Subsequently, we further explored the molecular mechanism of H/R injury in HCMECs, and ENPP2 attracted our attention. Enpp2 (exonucleotide pyrophosphatase/phosphodiesterase 2; autophagy), a hemolytic phospholipase D from the arterial wall, encourages atherogenic monocyte adhesion by inducing lysophosphatidic acid (LPAS). ENPP2 regulates a variety of biological functions through the homologous G protein-coupled receptor LPAR1-6. Enpp2 promotes tumor cell dispersal, migration, and metastasis through LPAR1 (Auciello et al. 2019; Lin et al. 2019) and T cell motility through LPAR2 (Knowlden et al. 2014; Takeda et al. 2016). Most notably, ENPP2 protects cardiomyocytes from erastin-induced ferroptosis, and ENPP2 overexpression notably promotes migration and proliferation and suppresses erastin-induced ferroptosis of H9c2 cells (Bai et al. 2018). So far, in our study findings, we demonstrated that ENPP2 overexpression had an ability to prevent the development of H/R injury through blocking ferroptosis.

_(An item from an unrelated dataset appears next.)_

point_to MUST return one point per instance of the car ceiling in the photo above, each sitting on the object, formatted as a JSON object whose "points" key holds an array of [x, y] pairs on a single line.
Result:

To sum up, our study identified that the injury of myocardial I/R to HCMECs might concern cell migration ability, cellular oxidative stress, ferroptosis level, and mitochondrial function. Moreover, we also emphasize that ENPP2 has been commonly used in the study on tumor progression previously, but our data show that it can also participate in myocardial I/R injury by regulating the level of oxidative stress and ferroptosis, but the specific downstream targets and related signaling pathways need to be further studied. As a supplement to previous studies, our findings establish a theoretical foundation for clinical treatment of myocardial I/R.